Figure in crab dispute is latest casualty at agency

March 16, 2003|By Laura Loh | Laura Loh,SUN STAFF

Eric C. Schwaab, the Maryland fisheries service director at the center of the dispute surrounding protection of the Chesapeake Bay blue crab, was fired Friday afternoon - just hours after the Ehrlich administration unveiled plans to ease crabbing restrictions.

Environmental groups and people who worked with Schwaab during his 20 years with the Maryland Department of Natural Resources said his departure will be a loss for the agency.

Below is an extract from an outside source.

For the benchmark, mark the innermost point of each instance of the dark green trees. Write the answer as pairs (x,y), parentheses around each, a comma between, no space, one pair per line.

"We're a little bewildered that he would be fired so abruptly," said Sue Brown, director of the Maryland League of Conservation Voters. "Eric is one of the most experienced and highly respected natural resource officials in the state."

A spokesman for DNR Secretary C. Ronald Franks said he could not comment on a personnel matter.

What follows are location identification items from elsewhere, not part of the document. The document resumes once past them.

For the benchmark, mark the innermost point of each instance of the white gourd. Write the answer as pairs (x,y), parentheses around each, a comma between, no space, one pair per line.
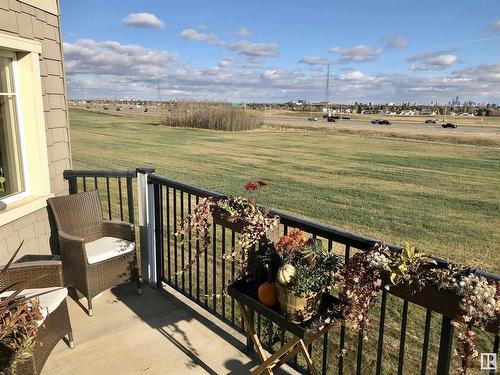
(285,274)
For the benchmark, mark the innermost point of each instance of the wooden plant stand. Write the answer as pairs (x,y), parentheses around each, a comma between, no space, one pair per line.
(303,334)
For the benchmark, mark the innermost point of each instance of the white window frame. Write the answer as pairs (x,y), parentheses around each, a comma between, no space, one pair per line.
(32,131)
(20,132)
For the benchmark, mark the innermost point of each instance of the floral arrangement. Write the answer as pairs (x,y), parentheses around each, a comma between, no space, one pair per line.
(255,220)
(307,271)
(365,274)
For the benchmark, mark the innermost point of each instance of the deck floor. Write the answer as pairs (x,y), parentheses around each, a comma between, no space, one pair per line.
(156,333)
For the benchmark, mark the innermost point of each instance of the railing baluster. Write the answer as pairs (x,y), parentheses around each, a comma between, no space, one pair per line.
(158,233)
(197,201)
(121,197)
(205,272)
(402,340)
(169,236)
(223,273)
(233,271)
(380,345)
(445,347)
(342,328)
(174,202)
(183,275)
(359,360)
(220,276)
(190,250)
(425,346)
(109,198)
(214,268)
(130,201)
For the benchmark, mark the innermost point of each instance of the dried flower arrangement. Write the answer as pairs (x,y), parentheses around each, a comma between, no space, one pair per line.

Schwaab is the latest DNR official to lose his job since Robert L. Ehrlich Jr. became the first Republican governor since Spiro T. Agnew.

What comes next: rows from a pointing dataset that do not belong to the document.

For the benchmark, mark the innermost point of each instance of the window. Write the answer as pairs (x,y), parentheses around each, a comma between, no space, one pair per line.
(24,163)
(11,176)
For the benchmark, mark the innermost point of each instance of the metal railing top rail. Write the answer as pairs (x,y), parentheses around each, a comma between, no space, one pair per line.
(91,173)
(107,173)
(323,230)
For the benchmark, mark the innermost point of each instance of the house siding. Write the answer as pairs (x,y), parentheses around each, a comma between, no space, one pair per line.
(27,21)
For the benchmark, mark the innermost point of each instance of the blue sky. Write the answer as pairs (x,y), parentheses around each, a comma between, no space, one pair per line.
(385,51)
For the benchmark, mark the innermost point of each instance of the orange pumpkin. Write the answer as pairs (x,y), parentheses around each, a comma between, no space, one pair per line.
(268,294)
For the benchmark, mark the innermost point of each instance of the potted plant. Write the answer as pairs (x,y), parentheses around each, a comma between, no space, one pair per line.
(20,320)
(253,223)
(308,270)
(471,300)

Four top DNR officials were fired on Ehrlich's inauguration day - Deputy Secretary Karen White and assistant secretaries Sumita Chaudhuri, Verna Harrison and Carolyn Watson.

The Democratic-controlled Senate last week rejected Ehrlich's choice of Lynn Y. Buhl to be the state's environmental secretary.

Schwaab, 42, had a long and varied career in the agency, where he was first hired as a Maryland Natural Resources Police officer. Later, he served as a ranger at Gunpowder State Park, and then was promoted to management positions at Deep Creek Lake and for the park system. In 1992, he was appointed director of the Forest Service. He became director of the fisheries service four years ago.

"Normally, these are the sorts of people you want to keep," said former DNR Secretary John R. Griffin. "I feel very badly for him, and I feel, certainly, a sense of loss for the agency."

Schwaab said last night that he did not know whether his role in developing the proposal to allow watermen to catch smaller crabs during the first half of crab season - welcomed by watermen and the seafood industry but criticized by some environmentalists - was a factor in his dismissal.

"We worked real hard to make it the announcement that it was," he said. "It was a challenging task to try to balance the desire of this new administration to provide more for the industry and the watermen but at the same time continue the commitment to the crab resource."

Schwaab said he was caught off guard by his dismissal. "We had a press conference [about the crabbing regulations] at 1. Everyone was happy. By 4 o'clock, I was in the midst of discussing my last day at the department," he said.

Schwaab said he did not want to dwell on the way he was let go. "I just want to look back fondly on the accomplishments and the experiences I've had," he said.